Although technology is essential in attaining greater transparency, Ferraz advised that “having access to quality private markets data is critical and important, but it also has to be actionable, meaning that you have to have the means and the ability to harness it.” As Scott touched on throughout the discussion, companies still need to ensure that they have the right people, processes and data in place to truly benefit. Additionally, Scott believes that technology can also act as a staff retention tool. Instead of devoting time to tasks that can be easily automated, you “can get people inside [your] firm to work on higher-order, more interesting tasks, such as enriching the data from other sources.”

What’s positive to see is that, compared with the 2008 GFC, data transparency is much higher during this current crisis. With an increase in both calls and updates, LPs and GPs are communicating at a greater level, and LPs have been receiving better disclosures than ever before. Interestingly, new data deficiencies are also being revealed to LPs that they may not have been aware of before. As Thawley mentioned, “In times like now, in COVID or other market disruptors, you find areas that you sort of lack in terms of understanding of the data. And so, on one hand, GPs are a much more open book, and they’re trying hard to have as many levels of communication that they can.
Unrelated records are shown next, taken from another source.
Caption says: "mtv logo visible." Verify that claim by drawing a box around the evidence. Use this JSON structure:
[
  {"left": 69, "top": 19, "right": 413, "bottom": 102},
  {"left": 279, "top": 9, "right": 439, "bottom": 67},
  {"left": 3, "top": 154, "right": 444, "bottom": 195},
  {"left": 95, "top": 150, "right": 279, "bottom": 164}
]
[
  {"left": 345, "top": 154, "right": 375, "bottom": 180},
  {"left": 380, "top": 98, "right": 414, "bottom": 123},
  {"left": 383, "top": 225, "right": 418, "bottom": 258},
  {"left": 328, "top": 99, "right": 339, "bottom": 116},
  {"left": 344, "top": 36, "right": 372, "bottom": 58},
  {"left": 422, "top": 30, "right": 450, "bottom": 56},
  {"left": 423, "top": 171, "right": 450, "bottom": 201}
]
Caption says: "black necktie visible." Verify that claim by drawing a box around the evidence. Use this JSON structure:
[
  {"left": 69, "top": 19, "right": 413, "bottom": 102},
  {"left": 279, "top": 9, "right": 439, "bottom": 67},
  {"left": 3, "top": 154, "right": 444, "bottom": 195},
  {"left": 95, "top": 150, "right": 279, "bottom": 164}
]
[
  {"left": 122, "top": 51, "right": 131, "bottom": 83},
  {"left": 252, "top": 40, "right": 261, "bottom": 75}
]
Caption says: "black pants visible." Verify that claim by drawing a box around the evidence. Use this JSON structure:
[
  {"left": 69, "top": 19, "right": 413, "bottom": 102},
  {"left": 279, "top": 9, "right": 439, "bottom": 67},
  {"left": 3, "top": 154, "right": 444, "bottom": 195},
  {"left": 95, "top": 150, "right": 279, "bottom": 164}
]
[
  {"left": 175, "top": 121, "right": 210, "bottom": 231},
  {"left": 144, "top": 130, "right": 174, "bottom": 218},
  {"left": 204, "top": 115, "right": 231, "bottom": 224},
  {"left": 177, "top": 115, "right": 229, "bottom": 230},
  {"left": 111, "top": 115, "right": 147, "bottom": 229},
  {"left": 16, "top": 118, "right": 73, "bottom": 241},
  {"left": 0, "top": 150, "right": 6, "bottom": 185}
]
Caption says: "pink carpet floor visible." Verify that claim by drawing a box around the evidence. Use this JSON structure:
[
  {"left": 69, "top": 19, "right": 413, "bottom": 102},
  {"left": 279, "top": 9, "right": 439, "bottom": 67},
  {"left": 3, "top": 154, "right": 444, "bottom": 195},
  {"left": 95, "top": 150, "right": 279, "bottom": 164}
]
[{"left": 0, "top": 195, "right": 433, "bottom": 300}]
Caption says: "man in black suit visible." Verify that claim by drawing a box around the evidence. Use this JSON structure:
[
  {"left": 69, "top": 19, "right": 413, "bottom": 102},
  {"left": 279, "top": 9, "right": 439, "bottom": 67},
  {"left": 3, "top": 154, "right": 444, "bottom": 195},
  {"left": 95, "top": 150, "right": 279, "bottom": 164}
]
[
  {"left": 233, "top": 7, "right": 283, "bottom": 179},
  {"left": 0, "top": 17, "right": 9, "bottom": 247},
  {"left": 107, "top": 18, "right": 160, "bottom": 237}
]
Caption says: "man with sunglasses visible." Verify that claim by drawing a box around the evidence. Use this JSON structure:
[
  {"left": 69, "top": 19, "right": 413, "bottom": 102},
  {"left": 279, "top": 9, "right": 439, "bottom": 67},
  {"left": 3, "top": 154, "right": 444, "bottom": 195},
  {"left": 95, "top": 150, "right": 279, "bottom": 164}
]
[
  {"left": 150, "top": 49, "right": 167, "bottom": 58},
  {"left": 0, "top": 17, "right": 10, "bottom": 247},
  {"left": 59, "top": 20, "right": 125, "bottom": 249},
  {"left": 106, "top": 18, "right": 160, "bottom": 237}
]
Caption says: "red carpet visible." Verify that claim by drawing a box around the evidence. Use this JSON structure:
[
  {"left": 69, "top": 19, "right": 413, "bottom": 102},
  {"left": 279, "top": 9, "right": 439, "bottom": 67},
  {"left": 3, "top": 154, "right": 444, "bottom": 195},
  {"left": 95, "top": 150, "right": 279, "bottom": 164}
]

But the flip side is, we realize in our systems that we have a lack of information, and it was something that was hard to project or predict.”

Beyond core fund and asset financials, have standards of reporting ESG data improved across the industry?

Although data transparency is a key issue for private markets overall, there is one area in which it could prove to be even more advantageous, and that’s ESG. When it comes to ESG, both private and public markets are grappling with a lack of standardization, greenwashing, and disparities between rating agencies. In private markets in particular, detailed data is more challenging to come by, exposing LPs to even greater reputational risk.

When discussing investing in infrastructure, Findlay-Dons stated, “If you think about it, … what’s the likelihood that you’re able to phone up a [publicly listed] company, talk about how they’re actually drilling into a piece of earth, and ask what kind of drill they’re using, or what their financing mix is? … That’s the kind of data that you could get in a private transaction that you’re never going to be able to get in the big public markets, … and without that one-on-one contact to probe, that’s where the reputational risk comes in; you’re unable to un-green wash the information you’re receiving.”

When it comes to ESG reporting, Ferraz believes that “as money moves from baby boomers to [younger generations], that transfer of wealth will start creating requirements for GPs to … pay more attention to [their ESG commitment] and … have proper reporting around it”. Even so, LPs still need to contend with the lack of standardization, which Ferraz thinks makes it difficult for them “to really know what the data means and how to use it in a way that supports their investment standards.” Ferraz, therefore, believes the challenge is less around GPs’ willingness to provide the data and more about how the data is coming in.

Although complete transparency, standardization, and alignment might still be far off, the industry does appear to be heading in the right direction. As Thawley rightly stated, “There’s no fear in truth. The faster we can get the industry to move towards the ‘eFront’s’ of the world and their peers, the better it is for the overall product and the industry in its totality.”